Q. I purchased my co-op four years ago with a master bath that had been remodeled seven or eight years ago by a previous owner. It appears that water/moisture is seeping into the foyer wall on the opposite side of the shower stall and is causing the plaster to raise and peel, which is affecting a custom paint job. The shower tiles do not show any signs of cracking, opening or warping. Who is responsible for the repairs, considering the bathroom was redone that long ago and by a different owner? Also, who is responsible for mold (assuming that there is any)?
—Seeking to Find Who's at Fault
A. “The short answer is it depends on the source of the damage to the plaster in the bathroom, which adds a preliminary question of who pays to solve that mystery,” says attorney Andrew Weltchek of the New York law firm Cohen Hochman & Allen.
“The reader says: 'It appears that water/moisture is seeping into the foyer wall on the opposite side of the shower stall and is causing the plaster to raise and peel [and damage] a custom paint job.' We don't know if that is truly the source of the damage to the shower, nor do we know whether the foyer wall is part of the common areas in the co-op or part of an adjoining apartment.

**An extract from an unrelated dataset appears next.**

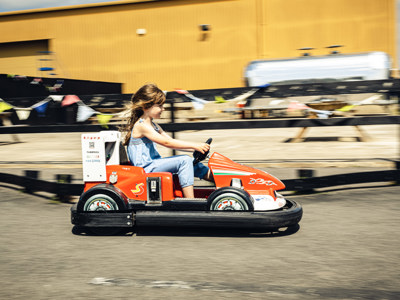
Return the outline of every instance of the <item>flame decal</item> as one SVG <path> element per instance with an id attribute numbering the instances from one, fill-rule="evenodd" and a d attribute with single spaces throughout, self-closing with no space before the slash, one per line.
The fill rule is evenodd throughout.
<path id="1" fill-rule="evenodd" d="M 131 192 L 136 194 L 136 195 L 141 195 L 144 192 L 144 187 L 143 186 L 144 186 L 143 182 L 137 183 L 135 189 L 131 190 Z"/>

But we have to start somewhere.
“So we start by testing whether is water really coming from the foyer wall and, if so, how? If the foyer wall is part of a common area, then the co-op board should pay for that investigation or, at least, allow the shareholder with the shower problem to perform the testing at his or her expense. If the foyer wall is part of the shower owner's apartment, he or she pays to find the cause. If the foyer wall is in another shareholder's apartment, then that shareholder should pay to find the cause – or at least allow the shower owner access to the foyer owner's apartment to find the cause.
“If the ultimate source of the water is some common area of the building, then the board should pay to fix the problem and reimburse the shareholder for the testing and the damage – including mold, if any. Otherwise, the shareholder where the water is originating should pay.”